Finally, several works [74, 75, 11, 76, 77, 78, 79] address applications. These include structured problems such as semantic segmentation and object detection as well as reinforcement learning or generative models. Further applications such as face recognition or tasks in natural language processing are discussed in surveys [71, 72]. Physical adversarial examples [11, 12] could generally also be viewed as interesting applications.
On a final note, there are some papers (experimentally) studying properties of adversarial examples and their relationship to deep neural network properties. An important property is transferability, which is also the basis of many black-box attacks. Similarly, an important question is whether network architectures or complexity influence transferability as well as robustness to adversarial examples. Some works [9, 10] try to study these problems in more detail; also focussing on the relationship between capacity and robustness/tranferability. Similar to transferability, it has been shown that adversarial examples might be universal, i.e., image-agnostic .
Personally, I found that there are several aspects regarding adversarial examples and robustness that are not fully understood and explored yet.
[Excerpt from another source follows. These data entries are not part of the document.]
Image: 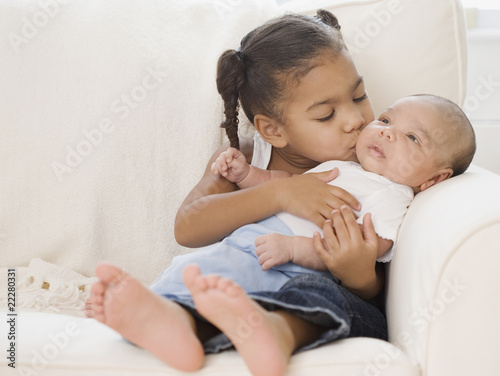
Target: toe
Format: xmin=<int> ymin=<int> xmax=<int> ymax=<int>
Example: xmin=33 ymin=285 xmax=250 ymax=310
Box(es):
xmin=205 ymin=274 xmax=221 ymax=289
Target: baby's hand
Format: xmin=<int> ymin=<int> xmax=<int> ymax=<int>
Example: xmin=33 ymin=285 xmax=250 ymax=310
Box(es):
xmin=210 ymin=148 xmax=250 ymax=183
xmin=255 ymin=234 xmax=293 ymax=270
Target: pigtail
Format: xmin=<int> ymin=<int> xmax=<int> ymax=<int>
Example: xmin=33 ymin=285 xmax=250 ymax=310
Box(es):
xmin=217 ymin=50 xmax=246 ymax=149
xmin=316 ymin=9 xmax=340 ymax=31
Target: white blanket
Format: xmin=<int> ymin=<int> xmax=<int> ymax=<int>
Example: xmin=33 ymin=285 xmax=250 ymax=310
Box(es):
xmin=0 ymin=0 xmax=277 ymax=286
xmin=0 ymin=258 xmax=97 ymax=316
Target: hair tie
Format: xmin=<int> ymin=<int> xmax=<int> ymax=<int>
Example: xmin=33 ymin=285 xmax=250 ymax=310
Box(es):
xmin=236 ymin=47 xmax=245 ymax=62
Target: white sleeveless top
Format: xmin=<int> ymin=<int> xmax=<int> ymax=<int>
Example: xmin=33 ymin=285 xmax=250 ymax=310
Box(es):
xmin=246 ymin=132 xmax=414 ymax=262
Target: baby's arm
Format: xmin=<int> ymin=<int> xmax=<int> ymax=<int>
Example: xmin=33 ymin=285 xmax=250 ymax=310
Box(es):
xmin=211 ymin=148 xmax=292 ymax=188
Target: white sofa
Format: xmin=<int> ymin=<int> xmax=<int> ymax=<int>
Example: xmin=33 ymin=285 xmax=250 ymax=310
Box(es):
xmin=0 ymin=0 xmax=500 ymax=376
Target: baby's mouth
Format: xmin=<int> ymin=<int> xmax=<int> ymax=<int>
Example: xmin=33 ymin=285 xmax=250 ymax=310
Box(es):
xmin=370 ymin=145 xmax=385 ymax=158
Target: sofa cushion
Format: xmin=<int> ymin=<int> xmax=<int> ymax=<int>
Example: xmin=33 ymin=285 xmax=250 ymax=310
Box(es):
xmin=0 ymin=311 xmax=419 ymax=376
xmin=0 ymin=0 xmax=276 ymax=282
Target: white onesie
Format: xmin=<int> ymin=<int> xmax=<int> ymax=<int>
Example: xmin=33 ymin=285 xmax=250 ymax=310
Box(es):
xmin=252 ymin=132 xmax=414 ymax=262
This includes a common understanding of relevant threat models (e.g., white-box, gray-box, black-box as well as attacks at training time), consistent evaluation methodologies (especially for defenses) as well as theoretical guarantees. In the following, I want to provide some thoughts on possible future research directions.
First, there is no clear notion of relevant threat models. Only some works [7, 34, 16, 52], especially from the security and privacy community, try to specify the knowledge and abilities of the adversary. Especially  and  try to make the abilities of the adversary in white- and black-box scenarios explicit. In the computer vision and machine learning communities, in contrast, the threat model is usually defined implicitly through the attacks used in evaluation — commonly limited to first-order gradient-based adversaries. These attacks usually correspond to adversaries with limited knowledge: the adversary has access to the model, its parameters, outputs and gradients (at test time) and knows about employed defenses. Other notions of gray-box adversaries, adversaries operating at training time, or more powerful adversaries in terms of higher-order optimization techniques are rarely considered.
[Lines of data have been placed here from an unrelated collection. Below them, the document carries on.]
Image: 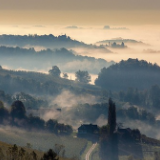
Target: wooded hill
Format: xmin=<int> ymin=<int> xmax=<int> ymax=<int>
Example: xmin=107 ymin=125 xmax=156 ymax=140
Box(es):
xmin=95 ymin=58 xmax=160 ymax=91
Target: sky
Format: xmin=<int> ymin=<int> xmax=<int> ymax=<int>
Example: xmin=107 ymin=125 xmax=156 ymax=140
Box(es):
xmin=0 ymin=0 xmax=160 ymax=25
xmin=0 ymin=0 xmax=160 ymax=65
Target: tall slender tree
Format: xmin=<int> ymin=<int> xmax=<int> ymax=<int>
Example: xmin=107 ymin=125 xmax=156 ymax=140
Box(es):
xmin=107 ymin=98 xmax=118 ymax=160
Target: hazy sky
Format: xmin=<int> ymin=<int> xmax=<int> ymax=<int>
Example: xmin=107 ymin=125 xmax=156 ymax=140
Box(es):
xmin=0 ymin=0 xmax=160 ymax=10
xmin=0 ymin=0 xmax=160 ymax=25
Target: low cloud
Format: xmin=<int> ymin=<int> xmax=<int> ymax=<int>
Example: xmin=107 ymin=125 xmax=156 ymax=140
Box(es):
xmin=65 ymin=25 xmax=82 ymax=29
xmin=143 ymin=49 xmax=160 ymax=53
xmin=51 ymin=90 xmax=97 ymax=108
xmin=103 ymin=25 xmax=128 ymax=30
xmin=34 ymin=25 xmax=45 ymax=28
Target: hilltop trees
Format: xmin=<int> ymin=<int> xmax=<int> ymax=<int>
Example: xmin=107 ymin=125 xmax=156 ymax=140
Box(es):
xmin=49 ymin=66 xmax=61 ymax=77
xmin=75 ymin=70 xmax=91 ymax=83
xmin=95 ymin=58 xmax=160 ymax=91
xmin=10 ymin=100 xmax=26 ymax=119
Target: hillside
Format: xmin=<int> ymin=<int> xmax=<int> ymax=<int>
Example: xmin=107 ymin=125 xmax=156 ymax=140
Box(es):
xmin=0 ymin=127 xmax=88 ymax=158
xmin=0 ymin=68 xmax=101 ymax=96
xmin=0 ymin=46 xmax=114 ymax=74
xmin=97 ymin=37 xmax=143 ymax=44
xmin=95 ymin=58 xmax=160 ymax=91
xmin=0 ymin=141 xmax=75 ymax=160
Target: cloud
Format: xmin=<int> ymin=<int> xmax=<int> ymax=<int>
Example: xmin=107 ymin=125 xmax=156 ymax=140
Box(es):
xmin=65 ymin=25 xmax=82 ymax=29
xmin=34 ymin=25 xmax=45 ymax=28
xmin=143 ymin=49 xmax=160 ymax=53
xmin=51 ymin=90 xmax=97 ymax=108
xmin=103 ymin=25 xmax=128 ymax=30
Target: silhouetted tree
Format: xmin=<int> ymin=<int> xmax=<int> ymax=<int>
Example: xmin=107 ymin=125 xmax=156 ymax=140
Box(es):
xmin=107 ymin=99 xmax=118 ymax=160
xmin=49 ymin=66 xmax=61 ymax=77
xmin=10 ymin=100 xmax=26 ymax=119
xmin=75 ymin=70 xmax=91 ymax=83
xmin=42 ymin=149 xmax=59 ymax=160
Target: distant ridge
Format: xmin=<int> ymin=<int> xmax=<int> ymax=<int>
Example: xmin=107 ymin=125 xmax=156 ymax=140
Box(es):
xmin=95 ymin=58 xmax=160 ymax=90
xmin=97 ymin=37 xmax=143 ymax=44
xmin=0 ymin=34 xmax=111 ymax=53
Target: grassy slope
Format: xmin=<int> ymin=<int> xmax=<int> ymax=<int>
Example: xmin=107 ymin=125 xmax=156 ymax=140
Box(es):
xmin=0 ymin=128 xmax=87 ymax=157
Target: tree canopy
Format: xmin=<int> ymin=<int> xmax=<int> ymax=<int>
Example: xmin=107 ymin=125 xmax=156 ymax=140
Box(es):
xmin=49 ymin=66 xmax=61 ymax=77
xmin=75 ymin=70 xmax=91 ymax=83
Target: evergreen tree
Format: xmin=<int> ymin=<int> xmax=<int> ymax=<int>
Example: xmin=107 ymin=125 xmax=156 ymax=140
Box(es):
xmin=107 ymin=99 xmax=118 ymax=160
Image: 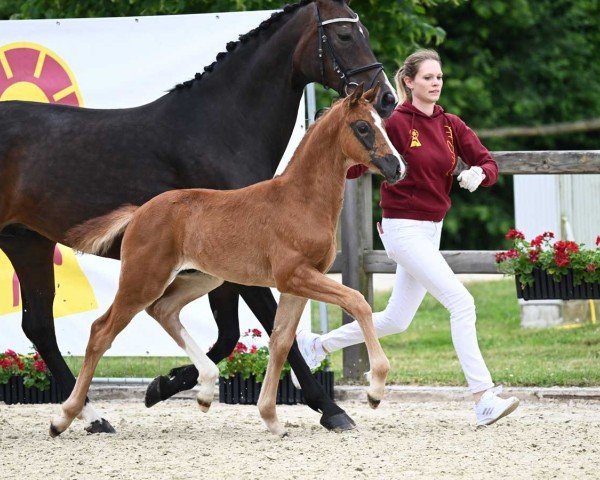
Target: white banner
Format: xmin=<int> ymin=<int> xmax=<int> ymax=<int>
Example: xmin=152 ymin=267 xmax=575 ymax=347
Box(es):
xmin=0 ymin=11 xmax=310 ymax=356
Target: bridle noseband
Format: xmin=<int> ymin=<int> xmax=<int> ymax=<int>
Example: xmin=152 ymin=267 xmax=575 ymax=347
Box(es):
xmin=314 ymin=3 xmax=383 ymax=95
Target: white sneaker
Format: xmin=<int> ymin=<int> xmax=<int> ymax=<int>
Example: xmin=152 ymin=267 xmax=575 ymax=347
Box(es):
xmin=474 ymin=385 xmax=519 ymax=426
xmin=292 ymin=330 xmax=326 ymax=389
Second, given relevant threat models, an agreed-upon benchmark specifying datasets (including splits), attacks and defenses as well as evaluation metrics is missing. For proposed defenses for example, there is no common and clearly defined metric of "robustness". While  proposes several theoretical measures of robustness, their computation in practice is cumbersome. Additionally, the effectiveness of attacks against a wide variety of defense mechanisms, training protocols and network architectures is missing (although some hints are given in [9, 10]). The same holds for most defenses; often, it is unclear how effective these defense are in practice — some attacks have already been shown to be less effective as originally advocated [7, 10, 4, 17].
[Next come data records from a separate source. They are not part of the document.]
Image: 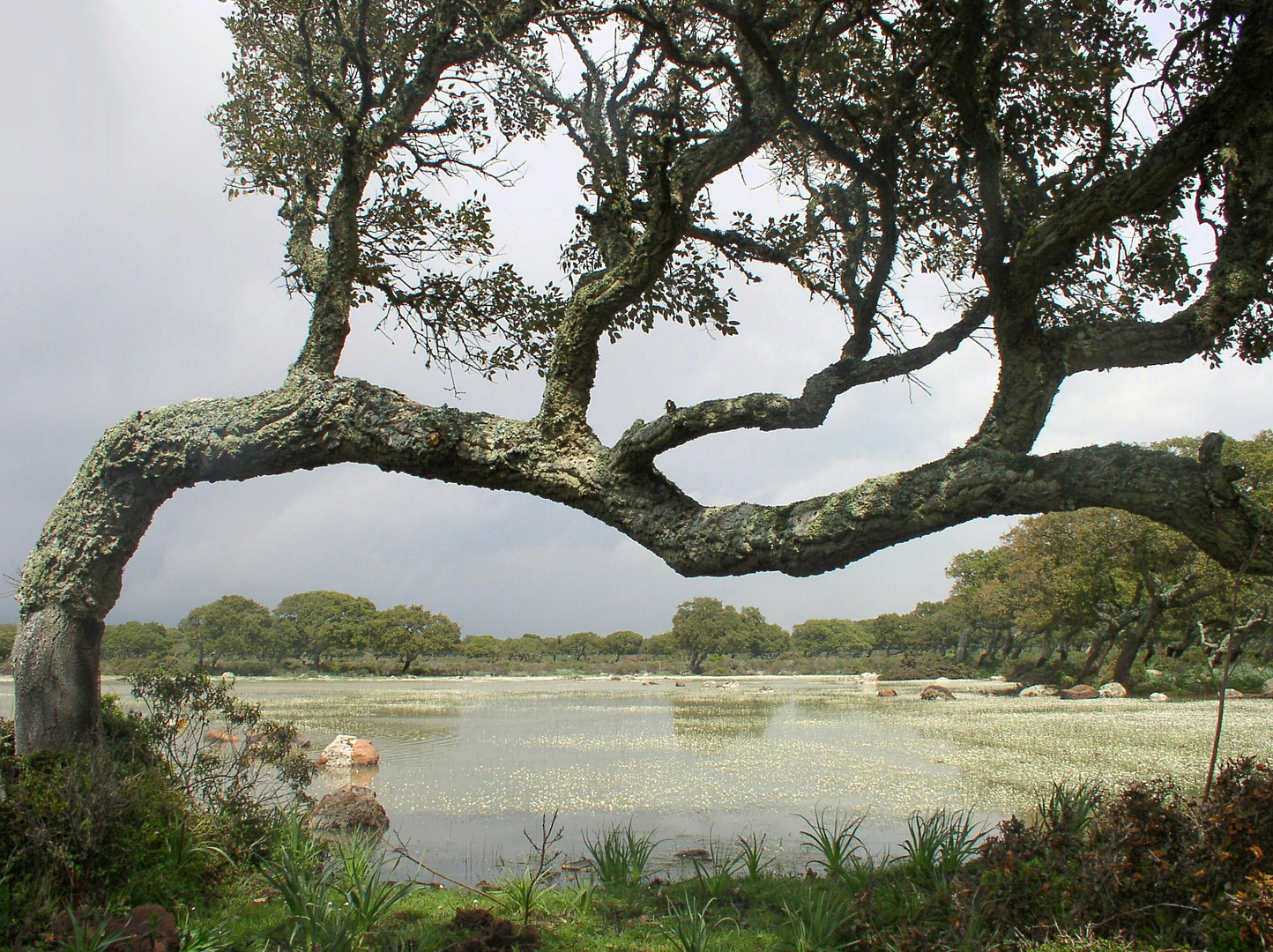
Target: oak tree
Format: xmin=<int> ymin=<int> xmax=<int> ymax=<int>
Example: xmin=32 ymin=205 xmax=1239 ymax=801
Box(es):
xmin=372 ymin=605 xmax=459 ymax=674
xmin=177 ymin=596 xmax=273 ymax=668
xmin=14 ymin=0 xmax=1273 ymax=749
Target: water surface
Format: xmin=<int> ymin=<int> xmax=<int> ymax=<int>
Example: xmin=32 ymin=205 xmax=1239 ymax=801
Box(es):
xmin=0 ymin=677 xmax=1273 ymax=881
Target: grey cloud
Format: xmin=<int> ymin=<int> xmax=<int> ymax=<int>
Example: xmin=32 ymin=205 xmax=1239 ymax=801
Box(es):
xmin=0 ymin=0 xmax=1270 ymax=635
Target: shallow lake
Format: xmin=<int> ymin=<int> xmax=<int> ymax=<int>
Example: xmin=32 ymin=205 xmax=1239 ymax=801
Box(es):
xmin=0 ymin=677 xmax=1273 ymax=882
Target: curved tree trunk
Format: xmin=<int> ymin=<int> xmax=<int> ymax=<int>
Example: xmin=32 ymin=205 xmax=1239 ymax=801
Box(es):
xmin=14 ymin=374 xmax=1273 ymax=751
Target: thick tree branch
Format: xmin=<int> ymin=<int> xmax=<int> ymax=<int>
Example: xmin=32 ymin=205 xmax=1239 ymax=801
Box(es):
xmin=1012 ymin=3 xmax=1273 ymax=289
xmin=613 ymin=299 xmax=986 ymax=470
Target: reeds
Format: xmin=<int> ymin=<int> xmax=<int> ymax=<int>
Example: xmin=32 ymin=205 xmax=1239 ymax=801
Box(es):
xmin=797 ymin=808 xmax=867 ymax=878
xmin=583 ymin=823 xmax=659 ymax=889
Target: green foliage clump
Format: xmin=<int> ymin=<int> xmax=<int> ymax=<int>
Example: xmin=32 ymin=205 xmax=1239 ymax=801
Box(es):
xmin=957 ymin=760 xmax=1273 ymax=949
xmin=0 ymin=697 xmax=211 ymax=938
xmin=0 ymin=669 xmax=315 ymax=940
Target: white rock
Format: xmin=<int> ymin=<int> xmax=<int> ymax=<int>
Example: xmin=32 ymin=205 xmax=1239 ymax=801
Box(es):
xmin=318 ymin=734 xmax=358 ymax=769
xmin=1018 ymin=685 xmax=1061 ymax=697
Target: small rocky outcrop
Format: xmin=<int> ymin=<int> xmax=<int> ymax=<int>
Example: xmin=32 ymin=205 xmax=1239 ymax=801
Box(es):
xmin=919 ymin=685 xmax=955 ymax=702
xmin=247 ymin=731 xmax=315 ymax=749
xmin=1017 ymin=685 xmax=1061 ymax=697
xmin=444 ymin=909 xmax=541 ymax=952
xmin=308 ymin=785 xmax=390 ymax=834
xmin=1057 ymin=685 xmax=1101 ymax=702
xmin=318 ymin=734 xmax=381 ymax=769
xmin=48 ymin=903 xmax=181 ymax=952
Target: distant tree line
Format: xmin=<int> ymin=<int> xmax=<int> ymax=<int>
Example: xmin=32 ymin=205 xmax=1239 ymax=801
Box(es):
xmin=27 ymin=431 xmax=1273 ymax=683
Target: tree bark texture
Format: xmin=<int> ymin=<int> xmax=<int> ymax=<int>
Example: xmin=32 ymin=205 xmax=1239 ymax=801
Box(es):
xmin=14 ymin=376 xmax=1273 ymax=749
xmin=14 ymin=0 xmax=1273 ymax=751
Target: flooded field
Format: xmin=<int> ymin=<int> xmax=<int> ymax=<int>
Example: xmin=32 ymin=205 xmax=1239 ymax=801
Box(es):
xmin=0 ymin=677 xmax=1273 ymax=881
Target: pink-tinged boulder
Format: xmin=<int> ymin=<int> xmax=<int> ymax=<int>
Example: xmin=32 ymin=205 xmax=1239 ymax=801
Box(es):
xmin=308 ymin=786 xmax=390 ymax=834
xmin=1018 ymin=685 xmax=1061 ymax=697
xmin=1058 ymin=685 xmax=1101 ymax=702
xmin=318 ymin=734 xmax=381 ymax=770
xmin=349 ymin=737 xmax=381 ymax=768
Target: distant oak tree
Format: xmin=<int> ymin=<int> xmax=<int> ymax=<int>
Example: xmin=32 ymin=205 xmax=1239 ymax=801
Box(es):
xmin=14 ymin=0 xmax=1273 ymax=751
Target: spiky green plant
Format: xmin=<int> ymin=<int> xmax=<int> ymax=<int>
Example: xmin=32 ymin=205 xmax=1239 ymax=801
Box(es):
xmin=797 ymin=807 xmax=867 ymax=878
xmin=897 ymin=809 xmax=986 ymax=889
xmin=659 ymin=896 xmax=733 ymax=952
xmin=583 ymin=823 xmax=659 ymax=887
xmin=737 ymin=832 xmax=774 ymax=880
xmin=1036 ymin=780 xmax=1104 ymax=838
xmin=783 ymin=892 xmax=852 ymax=952
xmin=495 ymin=869 xmax=550 ymax=926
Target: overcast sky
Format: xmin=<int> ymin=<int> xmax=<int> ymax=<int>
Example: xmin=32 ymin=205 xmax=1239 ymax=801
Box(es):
xmin=0 ymin=0 xmax=1273 ymax=636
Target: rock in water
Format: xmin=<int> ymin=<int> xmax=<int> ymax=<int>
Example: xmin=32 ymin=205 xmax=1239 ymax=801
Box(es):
xmin=1018 ymin=685 xmax=1061 ymax=697
xmin=1058 ymin=685 xmax=1101 ymax=702
xmin=318 ymin=734 xmax=381 ymax=769
xmin=308 ymin=786 xmax=390 ymax=834
xmin=350 ymin=737 xmax=381 ymax=768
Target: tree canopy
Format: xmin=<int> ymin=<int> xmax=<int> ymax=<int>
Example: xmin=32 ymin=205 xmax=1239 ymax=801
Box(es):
xmin=14 ymin=0 xmax=1273 ymax=749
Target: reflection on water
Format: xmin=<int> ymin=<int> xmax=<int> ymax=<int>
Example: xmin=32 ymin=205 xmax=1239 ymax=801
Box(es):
xmin=672 ymin=688 xmax=786 ymax=749
xmin=0 ymin=679 xmax=1273 ymax=880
Third, there is a significant gap between theoretical insights regarding robustness and attacks/defenses studied in practice. Attacks are generally based on iterative gradient ascent and can, as such, be studied under the umbrella of optimization. Similarly, adversarial training is commonly studied in terms of robust optimization; although other interpretations [29, 27, 28] have also been proposed. Recently, some papers also try to provide robustness guarantees (e.g., [42, 30, 59]) or trade-offs (e.g., robustness-generalization trade-off [63,66]). The experimental or theoretical settings are, however, usually constraint to simple models and datasets — and the conclusions might be contradicting [63,66].
Finally, I want to conclude with some problems that I couldn't find addressed in the literature. For example, perfect knowledge adversaries with access to the training procedure including training data (partly known as poisoning attacks ). Or problems of authenticated or verifiable use of deep learning including the generation of "proofs" for predictions of rejecting input. Another interesting class of problems include model theft or whitening/re-engineering (e.g., ).
-  Christian Szegedy et al. Intriguing properties of neural networks. In: arXiv.org abs/1312.6199 (2013).
-  Nina Narodytska and Shiva Prasad Kasiviswanathan. Simple Black-Box Adversarial Attacks on Deep Neural Networks. In: Proc. IEEE Conf. on Computer Vision and Pattern Recognition (CVPR) Workshops. 2017, pp. 1310—1318.
-  Nicolas Papernot et al. Distillation as a Defense to Adversarial Perturbations Against Deep Neural Networks. In: Proc. of the IEEE Symposium on Security and Privacy. 2016, pp. 582—597.
-  Florian Tramer et al. Ensemble Adversarial Training: Attacks and Defenses. In: arXiv.org abs/1705.07204 (2017).
-  Ian J Goodfellow, Jonathon Shlens, and Christian Szegedy. Explaining and harnessing adversarial examples. In: arXiv.org abs/1412.6572 (2014).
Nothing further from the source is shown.